Das Kontextfenster (Context Window) bezeichnet die maximale Textmenge, die ein KI-Sprachmodell gleichzeitig verarbeiten kann — gemessen in Tokens. Es umfasst die Eingabe des Nutzers, den bisherigen Gesprächsverlauf, mitgelieferte Dokumente und die erzeugte Antwort. Ist das Kontextfenster voll, kann das Modell ältere Informationen nicht mehr berücksichtigen und verliert den Faden.
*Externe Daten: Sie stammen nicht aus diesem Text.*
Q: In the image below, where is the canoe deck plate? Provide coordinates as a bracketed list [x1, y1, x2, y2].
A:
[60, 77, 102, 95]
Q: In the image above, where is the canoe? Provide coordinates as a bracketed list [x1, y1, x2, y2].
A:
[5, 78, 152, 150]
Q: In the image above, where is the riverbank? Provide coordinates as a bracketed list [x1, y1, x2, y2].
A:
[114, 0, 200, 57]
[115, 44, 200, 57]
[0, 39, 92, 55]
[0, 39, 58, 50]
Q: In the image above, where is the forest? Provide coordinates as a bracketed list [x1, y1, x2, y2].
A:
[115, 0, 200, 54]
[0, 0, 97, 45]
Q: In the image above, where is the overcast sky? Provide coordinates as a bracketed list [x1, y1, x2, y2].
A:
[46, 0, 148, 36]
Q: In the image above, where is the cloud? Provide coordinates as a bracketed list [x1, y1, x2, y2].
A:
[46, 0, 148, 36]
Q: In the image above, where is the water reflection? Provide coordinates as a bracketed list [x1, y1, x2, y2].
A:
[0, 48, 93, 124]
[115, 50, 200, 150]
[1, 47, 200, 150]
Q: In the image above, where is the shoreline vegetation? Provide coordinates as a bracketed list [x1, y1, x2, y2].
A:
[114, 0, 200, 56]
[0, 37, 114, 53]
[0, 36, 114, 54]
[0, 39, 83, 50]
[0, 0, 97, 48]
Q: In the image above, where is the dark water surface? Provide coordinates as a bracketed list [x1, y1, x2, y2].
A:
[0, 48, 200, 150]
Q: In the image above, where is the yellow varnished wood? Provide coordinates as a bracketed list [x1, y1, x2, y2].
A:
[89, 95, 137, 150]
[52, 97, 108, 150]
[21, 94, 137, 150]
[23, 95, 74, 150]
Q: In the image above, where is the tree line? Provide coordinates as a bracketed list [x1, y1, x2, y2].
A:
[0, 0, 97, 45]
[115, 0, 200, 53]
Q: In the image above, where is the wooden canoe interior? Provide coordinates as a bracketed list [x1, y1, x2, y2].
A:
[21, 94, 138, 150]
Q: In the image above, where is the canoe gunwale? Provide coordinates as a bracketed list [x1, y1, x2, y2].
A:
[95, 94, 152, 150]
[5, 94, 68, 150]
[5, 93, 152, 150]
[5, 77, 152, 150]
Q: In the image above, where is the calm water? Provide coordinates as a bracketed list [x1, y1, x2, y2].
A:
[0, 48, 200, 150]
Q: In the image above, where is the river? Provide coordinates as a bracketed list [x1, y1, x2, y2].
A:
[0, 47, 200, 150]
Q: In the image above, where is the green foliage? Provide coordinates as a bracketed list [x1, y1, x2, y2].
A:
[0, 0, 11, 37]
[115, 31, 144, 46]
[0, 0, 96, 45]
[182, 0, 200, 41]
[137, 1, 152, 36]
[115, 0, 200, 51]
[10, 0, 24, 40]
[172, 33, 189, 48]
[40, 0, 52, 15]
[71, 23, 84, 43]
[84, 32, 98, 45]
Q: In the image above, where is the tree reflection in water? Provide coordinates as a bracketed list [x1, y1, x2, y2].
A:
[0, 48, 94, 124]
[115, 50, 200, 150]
Wie funktioniert das Kontextfenster?
Ein Sprachmodell hat kein dauerhaftes Gedächtnis: Alles, was es bei einer Antwort berücksichtigen soll, muss im Kontextfenster stehen. Dazu zählen der aktuelle Prompt, vorherige Nachrichten im Gespräch, hochgeladene Dokumente und Systemanweisungen. Aus diesem Gesamtkontext berechnet das Modell seine Antwort.
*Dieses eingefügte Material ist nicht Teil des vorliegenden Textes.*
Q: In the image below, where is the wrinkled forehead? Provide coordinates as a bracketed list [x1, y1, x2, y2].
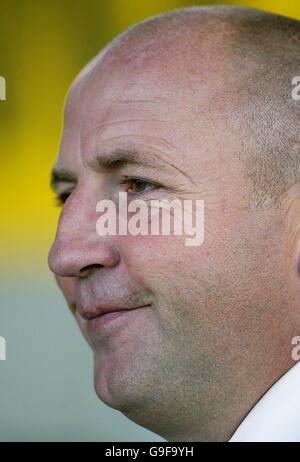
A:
[65, 66, 188, 135]
[58, 40, 243, 180]
[63, 34, 236, 133]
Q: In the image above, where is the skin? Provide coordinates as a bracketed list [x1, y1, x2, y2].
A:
[48, 13, 300, 441]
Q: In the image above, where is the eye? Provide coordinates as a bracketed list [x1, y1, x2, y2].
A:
[120, 177, 160, 195]
[54, 191, 72, 207]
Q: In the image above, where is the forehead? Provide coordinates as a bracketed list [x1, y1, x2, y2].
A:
[63, 37, 233, 129]
[65, 58, 191, 129]
[58, 50, 241, 181]
[61, 70, 175, 166]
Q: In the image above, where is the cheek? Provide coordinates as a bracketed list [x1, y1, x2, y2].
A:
[121, 233, 182, 269]
[119, 233, 211, 293]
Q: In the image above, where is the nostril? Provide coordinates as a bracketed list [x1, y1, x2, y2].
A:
[79, 263, 104, 277]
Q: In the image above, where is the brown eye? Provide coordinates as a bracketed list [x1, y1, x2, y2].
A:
[122, 178, 158, 194]
[128, 178, 151, 193]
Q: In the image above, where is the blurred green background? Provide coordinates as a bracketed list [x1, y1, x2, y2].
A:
[0, 0, 299, 442]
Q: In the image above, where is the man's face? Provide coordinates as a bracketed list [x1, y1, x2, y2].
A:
[48, 53, 291, 437]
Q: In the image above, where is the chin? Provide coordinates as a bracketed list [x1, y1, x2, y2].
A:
[93, 367, 140, 413]
[92, 347, 159, 416]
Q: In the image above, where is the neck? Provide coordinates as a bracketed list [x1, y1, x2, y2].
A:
[123, 357, 295, 442]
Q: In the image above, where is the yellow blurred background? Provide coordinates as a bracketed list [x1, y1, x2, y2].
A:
[1, 0, 300, 276]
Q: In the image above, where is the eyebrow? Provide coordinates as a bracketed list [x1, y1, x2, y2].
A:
[93, 147, 165, 171]
[94, 147, 194, 184]
[50, 168, 78, 191]
[50, 147, 174, 191]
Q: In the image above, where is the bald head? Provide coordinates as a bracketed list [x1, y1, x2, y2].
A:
[73, 5, 300, 209]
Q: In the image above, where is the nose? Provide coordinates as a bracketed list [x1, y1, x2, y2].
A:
[48, 193, 120, 278]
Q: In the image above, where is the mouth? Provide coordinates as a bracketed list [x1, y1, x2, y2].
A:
[82, 305, 152, 334]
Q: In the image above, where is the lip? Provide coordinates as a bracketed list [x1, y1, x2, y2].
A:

Die Größe des Kontextfensters wird in Tokens angegeben und unterscheidet sich stark zwischen Modellen — von einigen Tausend bis zu mehreren Hunderttausend Tokens bei aktuellen Spitzenmodellen. Große Kontextfenster erlauben es, ganze Verträge, Bücher oder umfangreiche Datensätze in einem Stück zu verarbeiten.
Warum ist das Kontextfenster wichtig?
Das Kontextfenster bestimmt, welche Aufgaben ein Modell bewältigen kann. Wer ein langes Dokument zusammenfassen, mehrere Quellen vergleichen oder ein langes Gespräch führen will, braucht ausreichend Kontextkapazität. Ist das Fenster zu klein, gehen Informationen verloren: Das Modell „vergisst“ frühere Absprachen oder übersieht Teile eines Dokuments.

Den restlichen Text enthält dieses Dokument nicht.